We have all done it at some point in our lives.  We have not pursued doing something because we knew in our minds it was not possible, so why try.  What has it been lately?  Do you have any regrets for not trying or wonder what it would be like if you had tried and succeeded?  

​We are sometimes the biggest obstacle for us to overcome to reach our potential.  I wanted to write a book on leadership since I was in my mid 20s.  I would start to write it and then stop because I knew in my mind that I could not write a book.   Several years later, I would start again and then stop because of that same voice in my head.  I attended a workshop around 2009 where the speaker asked us the group who had a dream that they had not pursued because they felt like they would not be successful. I spoke up and said that I had wanted to write a book and be a motivational speaker.  When she asked me what was stopping me, I had to admit that it was me that was getting in my way.

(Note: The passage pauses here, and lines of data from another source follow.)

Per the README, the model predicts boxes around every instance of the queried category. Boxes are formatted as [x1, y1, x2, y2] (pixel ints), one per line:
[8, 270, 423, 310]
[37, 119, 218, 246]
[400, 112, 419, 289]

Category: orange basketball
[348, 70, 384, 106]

​I remember how it started to flow together. I prayed before going to bed one evening and asked God if I should even pursue my writing since I could get an outline down, but the words were not flowing like they should.  I woke up in the middle of the night with the phrase faith based leadership on my mind.  It was then that I realized that the reason I was so passionate about the leadership traits that I was writing about was because they could be traced back to my religious beliefs.  I decided at that point that I would pursue my dream and in less than two years, I had published my first book. Faith Guided Leadership.  

​Philippians 4:13 says that I can do all things through Christ who gives me strength.  I knew this verse, but had not really applied it fully in my life.  I would convince myself that things were not actually possible.  At 53 years old, I decided to train for a half marathon.  I had never ran more than a mile in my life, so the thought of 13.1 miles was daunting.  I kept asking God to stay with me through it and to give me strength.  I suffered from bad knee pain after about 8 miles of just walking, let alone running.  I managed to complete that race even though I had an unrelated shoulder surgery 9 days prior to race day.

​Friends of mine asked me if the next thing on my bucket list was to run a full marathon.  I told them that I did not have any interest and that my body could not handle the 26.2 mile distance of the marathon.  Fast forward to less than a year later and I was running in my first marathon. You can read about how I was able to accomplish that in my book, A Marathon Journey; Lessons in Goal Setting.  I no longer doubt my potential as long as I have faith.  This past month, I turned 58 years old and ran my 5th full marathon.  I do not have any pain in my knees even after that distance.

​My Lenten journey this year is to become a better person.  I started out telling God what kind of person that I would like to be.  I believe that I was limiting my potential based on my own mind.  I pray that God will give me the strength to become the person that He wants me to be.  I would like to also give thanks to my wife for planting that seed in my mind.  She is such a blessing in my life.

​Tell me about the thing that you would like to pursue, but have gotten in your own way.  Are you ready to turn it into an accomplishment?